Essie was developed for the ClinicalTrials.gov project at the NLM. The goal of Essie’s indexing, searching, and ranking algorithms is to reduce the burden on the user of developing sophisticated query strategies when searching a biomedical corpus. Preliminary evaluations conducted as part of the TREC Genomics track demonstrate the effectiveness of the Essie retrieval and ranking algorithms. The system is in active use on ClinicalTrials.gov as well as several other projects at the Lister Hill National Center for Biomedical Communications. Essie is an active research project with ongoing development and enhancements.

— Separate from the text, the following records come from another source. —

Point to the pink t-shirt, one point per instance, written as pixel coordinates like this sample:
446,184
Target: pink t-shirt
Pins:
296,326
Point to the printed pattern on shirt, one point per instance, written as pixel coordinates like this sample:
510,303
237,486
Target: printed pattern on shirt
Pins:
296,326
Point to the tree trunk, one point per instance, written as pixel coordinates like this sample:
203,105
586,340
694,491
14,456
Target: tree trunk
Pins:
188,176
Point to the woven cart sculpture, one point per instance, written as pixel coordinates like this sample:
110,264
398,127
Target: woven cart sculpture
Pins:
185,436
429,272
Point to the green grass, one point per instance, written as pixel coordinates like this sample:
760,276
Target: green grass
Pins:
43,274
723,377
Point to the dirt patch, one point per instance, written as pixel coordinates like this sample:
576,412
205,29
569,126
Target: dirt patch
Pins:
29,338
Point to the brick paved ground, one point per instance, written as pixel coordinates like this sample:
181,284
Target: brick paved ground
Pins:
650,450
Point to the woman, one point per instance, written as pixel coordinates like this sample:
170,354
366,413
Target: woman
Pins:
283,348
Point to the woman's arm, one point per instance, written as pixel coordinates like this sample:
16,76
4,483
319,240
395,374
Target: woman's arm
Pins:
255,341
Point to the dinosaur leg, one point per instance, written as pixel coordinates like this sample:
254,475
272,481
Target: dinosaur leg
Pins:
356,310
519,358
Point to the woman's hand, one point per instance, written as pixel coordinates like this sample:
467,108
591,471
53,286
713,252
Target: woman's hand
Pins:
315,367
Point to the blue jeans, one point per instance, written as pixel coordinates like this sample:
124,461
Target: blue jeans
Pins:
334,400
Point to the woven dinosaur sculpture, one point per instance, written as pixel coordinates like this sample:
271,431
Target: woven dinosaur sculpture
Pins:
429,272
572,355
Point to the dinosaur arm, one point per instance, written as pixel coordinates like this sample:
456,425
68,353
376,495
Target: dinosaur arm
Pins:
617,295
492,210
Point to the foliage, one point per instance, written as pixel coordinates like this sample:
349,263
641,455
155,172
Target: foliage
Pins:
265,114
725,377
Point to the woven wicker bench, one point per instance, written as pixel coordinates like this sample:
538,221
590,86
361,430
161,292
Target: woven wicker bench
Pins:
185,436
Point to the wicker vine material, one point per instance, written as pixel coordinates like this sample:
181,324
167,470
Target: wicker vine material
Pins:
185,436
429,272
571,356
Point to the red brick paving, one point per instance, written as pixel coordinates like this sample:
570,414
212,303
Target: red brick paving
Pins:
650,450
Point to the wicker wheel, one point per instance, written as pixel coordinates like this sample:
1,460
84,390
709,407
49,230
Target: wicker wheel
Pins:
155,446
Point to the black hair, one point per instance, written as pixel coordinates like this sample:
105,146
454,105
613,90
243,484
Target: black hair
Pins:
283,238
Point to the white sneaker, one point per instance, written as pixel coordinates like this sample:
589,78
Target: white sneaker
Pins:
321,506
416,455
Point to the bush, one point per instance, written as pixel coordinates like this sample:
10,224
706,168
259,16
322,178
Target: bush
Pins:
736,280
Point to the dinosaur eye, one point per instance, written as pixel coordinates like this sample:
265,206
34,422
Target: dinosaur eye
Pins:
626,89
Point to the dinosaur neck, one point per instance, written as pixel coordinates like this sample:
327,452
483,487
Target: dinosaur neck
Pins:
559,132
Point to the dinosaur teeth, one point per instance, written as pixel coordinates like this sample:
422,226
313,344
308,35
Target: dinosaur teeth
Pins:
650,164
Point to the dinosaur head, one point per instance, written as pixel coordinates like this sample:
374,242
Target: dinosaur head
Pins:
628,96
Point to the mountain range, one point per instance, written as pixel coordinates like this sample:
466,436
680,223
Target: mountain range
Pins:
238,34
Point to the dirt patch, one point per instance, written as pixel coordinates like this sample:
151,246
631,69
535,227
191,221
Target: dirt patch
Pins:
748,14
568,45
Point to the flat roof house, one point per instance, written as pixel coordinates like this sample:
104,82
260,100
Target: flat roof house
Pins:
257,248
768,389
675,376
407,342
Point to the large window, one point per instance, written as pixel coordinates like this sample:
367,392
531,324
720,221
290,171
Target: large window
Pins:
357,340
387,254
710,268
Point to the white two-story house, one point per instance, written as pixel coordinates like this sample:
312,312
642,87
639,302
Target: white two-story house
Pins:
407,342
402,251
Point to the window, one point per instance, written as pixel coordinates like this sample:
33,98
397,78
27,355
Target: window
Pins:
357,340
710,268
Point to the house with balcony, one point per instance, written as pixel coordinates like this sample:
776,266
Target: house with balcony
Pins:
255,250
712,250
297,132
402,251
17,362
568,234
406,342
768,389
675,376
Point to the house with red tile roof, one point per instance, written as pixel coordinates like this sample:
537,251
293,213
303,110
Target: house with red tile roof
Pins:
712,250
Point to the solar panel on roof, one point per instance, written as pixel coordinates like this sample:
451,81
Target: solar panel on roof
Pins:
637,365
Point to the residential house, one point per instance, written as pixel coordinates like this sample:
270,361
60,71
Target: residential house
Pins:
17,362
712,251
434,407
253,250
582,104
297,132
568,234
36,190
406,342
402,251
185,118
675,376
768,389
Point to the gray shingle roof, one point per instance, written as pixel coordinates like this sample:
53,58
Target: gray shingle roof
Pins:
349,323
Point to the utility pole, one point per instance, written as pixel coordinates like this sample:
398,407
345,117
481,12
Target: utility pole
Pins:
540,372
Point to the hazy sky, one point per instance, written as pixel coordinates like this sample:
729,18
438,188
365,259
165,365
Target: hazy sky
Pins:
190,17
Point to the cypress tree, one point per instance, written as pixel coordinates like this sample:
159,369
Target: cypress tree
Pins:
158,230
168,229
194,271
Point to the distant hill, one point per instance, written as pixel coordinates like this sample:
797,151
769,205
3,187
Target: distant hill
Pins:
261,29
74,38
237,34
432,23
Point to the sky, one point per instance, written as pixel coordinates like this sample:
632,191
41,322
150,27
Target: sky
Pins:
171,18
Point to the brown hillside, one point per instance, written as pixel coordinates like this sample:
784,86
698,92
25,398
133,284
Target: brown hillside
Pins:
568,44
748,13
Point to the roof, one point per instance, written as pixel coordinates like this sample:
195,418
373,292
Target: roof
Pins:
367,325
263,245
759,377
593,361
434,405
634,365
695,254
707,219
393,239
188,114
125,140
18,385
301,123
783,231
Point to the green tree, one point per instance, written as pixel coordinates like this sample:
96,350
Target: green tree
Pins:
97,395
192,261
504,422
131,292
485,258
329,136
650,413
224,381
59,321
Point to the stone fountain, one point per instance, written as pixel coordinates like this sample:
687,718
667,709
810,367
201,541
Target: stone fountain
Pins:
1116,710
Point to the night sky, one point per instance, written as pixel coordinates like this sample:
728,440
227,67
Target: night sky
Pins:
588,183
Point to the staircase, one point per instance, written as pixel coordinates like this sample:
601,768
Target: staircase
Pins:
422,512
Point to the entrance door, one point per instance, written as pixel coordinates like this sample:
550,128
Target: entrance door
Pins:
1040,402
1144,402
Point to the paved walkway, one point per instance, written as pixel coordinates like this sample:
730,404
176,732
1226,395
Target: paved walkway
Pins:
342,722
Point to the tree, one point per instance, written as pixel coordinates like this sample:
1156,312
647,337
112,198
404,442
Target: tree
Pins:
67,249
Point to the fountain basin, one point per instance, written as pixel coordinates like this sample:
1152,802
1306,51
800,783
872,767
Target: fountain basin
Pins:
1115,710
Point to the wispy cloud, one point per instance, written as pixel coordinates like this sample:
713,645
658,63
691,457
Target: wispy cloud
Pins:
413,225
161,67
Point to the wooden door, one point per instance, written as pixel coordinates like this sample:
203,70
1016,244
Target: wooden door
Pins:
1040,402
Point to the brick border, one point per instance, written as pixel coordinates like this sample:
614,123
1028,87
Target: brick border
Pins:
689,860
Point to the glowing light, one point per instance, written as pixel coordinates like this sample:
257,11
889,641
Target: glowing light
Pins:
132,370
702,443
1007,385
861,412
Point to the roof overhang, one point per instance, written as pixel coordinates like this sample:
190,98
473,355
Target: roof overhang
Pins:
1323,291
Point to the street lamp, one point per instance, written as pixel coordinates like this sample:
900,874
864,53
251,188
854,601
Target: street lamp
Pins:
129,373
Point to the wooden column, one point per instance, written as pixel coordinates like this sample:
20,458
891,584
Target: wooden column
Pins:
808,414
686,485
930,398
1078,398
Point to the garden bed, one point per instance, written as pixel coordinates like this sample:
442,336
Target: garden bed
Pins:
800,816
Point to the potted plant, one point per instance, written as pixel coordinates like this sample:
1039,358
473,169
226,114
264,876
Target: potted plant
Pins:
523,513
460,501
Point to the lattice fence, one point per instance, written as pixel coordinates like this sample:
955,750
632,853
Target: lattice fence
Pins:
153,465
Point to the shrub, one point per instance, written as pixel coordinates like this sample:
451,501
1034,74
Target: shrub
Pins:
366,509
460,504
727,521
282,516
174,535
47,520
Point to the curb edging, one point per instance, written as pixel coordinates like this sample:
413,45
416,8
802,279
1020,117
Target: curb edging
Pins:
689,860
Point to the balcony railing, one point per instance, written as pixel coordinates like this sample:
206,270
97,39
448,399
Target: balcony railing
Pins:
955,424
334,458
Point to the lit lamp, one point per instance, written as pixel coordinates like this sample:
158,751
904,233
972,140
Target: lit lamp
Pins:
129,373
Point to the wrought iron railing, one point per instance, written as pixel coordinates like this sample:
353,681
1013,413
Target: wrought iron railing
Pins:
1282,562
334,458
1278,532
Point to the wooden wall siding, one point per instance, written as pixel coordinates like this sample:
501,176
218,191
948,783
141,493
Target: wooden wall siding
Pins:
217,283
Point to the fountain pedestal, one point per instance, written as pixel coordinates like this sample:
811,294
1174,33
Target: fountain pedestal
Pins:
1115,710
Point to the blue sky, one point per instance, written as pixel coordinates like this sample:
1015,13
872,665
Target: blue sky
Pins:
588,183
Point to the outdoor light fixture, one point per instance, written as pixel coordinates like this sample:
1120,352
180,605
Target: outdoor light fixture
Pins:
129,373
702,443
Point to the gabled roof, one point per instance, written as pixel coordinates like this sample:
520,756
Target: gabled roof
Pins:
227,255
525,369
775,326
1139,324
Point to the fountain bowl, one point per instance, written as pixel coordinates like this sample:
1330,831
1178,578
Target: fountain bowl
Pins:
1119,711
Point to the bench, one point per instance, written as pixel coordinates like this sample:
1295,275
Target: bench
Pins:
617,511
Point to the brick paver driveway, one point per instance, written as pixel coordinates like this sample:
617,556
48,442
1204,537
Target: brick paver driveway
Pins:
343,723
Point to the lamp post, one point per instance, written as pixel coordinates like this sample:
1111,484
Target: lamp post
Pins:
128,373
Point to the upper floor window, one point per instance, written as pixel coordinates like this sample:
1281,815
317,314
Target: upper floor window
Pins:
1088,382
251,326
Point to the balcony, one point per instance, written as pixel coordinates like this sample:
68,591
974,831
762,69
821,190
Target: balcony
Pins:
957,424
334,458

Essie utilizes a fine-grained tokenization algorithm that preserves punctuation information along with concept and phrase searching. Phrases and words from the user’s query augmented with appropriate variants and synonyms are “all the right pieces.” The document structure is exploited to distinguish the high-value areas of a document from the low-value areas to define “all the right places.” Essie’s ranking algorithm can be summarized as giving preference to documents with “all the right pieces in all the right places.”

Acknowledgments

The authors thank Dr. Alexa McCray, Dr. Deborah Zarin, and the research community at the Lister Hill Center for their support and encouragement.

Footnotes

  • This article is written by an employee of the US Government and is in the public domain. This article may be republished and distributed without penalty.

  • The views expressed in this paper do not necessarily represent those of any U.S. government agency, but rather reflect the opinions of the authors.